Steelhead fishing is an exercise in patience, no matter where you chase these majestic fish. My first two steelhead trips were fruitless endeavors—I spent hours casting over Idaho’s Salmon River with nothing to show for it but a sore shoulder a bout with frustration. It’s a thinker’s brand of fishing, which makes it easy to overthink and try and do too much.
I was guilty of that, for sure. I changed flies dozens of times. I moved around too much, or, in some cases, not enough. I thought, as a seasoned trout angler, that I could read steelhead water just as I might read a stretch of Henry’s Fork trout water. I failed miserably.

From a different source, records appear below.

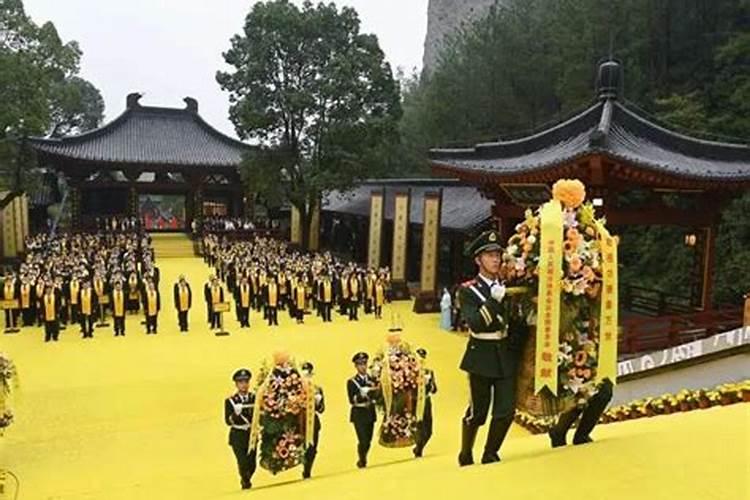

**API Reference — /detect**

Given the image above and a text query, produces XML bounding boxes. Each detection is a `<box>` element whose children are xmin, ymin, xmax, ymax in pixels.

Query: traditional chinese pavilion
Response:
<box><xmin>29</xmin><ymin>93</ymin><xmax>253</xmax><ymax>229</ymax></box>
<box><xmin>430</xmin><ymin>61</ymin><xmax>750</xmax><ymax>310</ymax></box>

The video above is perhaps the best primer for anglers who chase steelhead I’ve seen. First, it’s simply beautiful. Todd Moen did a great job creating this film. Second, the snippets of advice are true gems. As the angler notes, it’s often not so much about the fly pattern, but about the confidence you have in that pattern to fish it. He also talks about shooting heads and weight and the “little things” that often result in big fish coming to hand. Most importantly, I believe, was the admonition that just fishing a fine stretch of river consitutes a good day. Finding and landing chromer? Well, that’s just the gravy.
Winter steelhead fishing in the Northwest is at its peak, and fish are in the system in good numbers. It’s all about finding them. This short film should give you the inspiration you need to hit the water with some courage, knowing that just being able to go fishing is worth the effort to get to the river.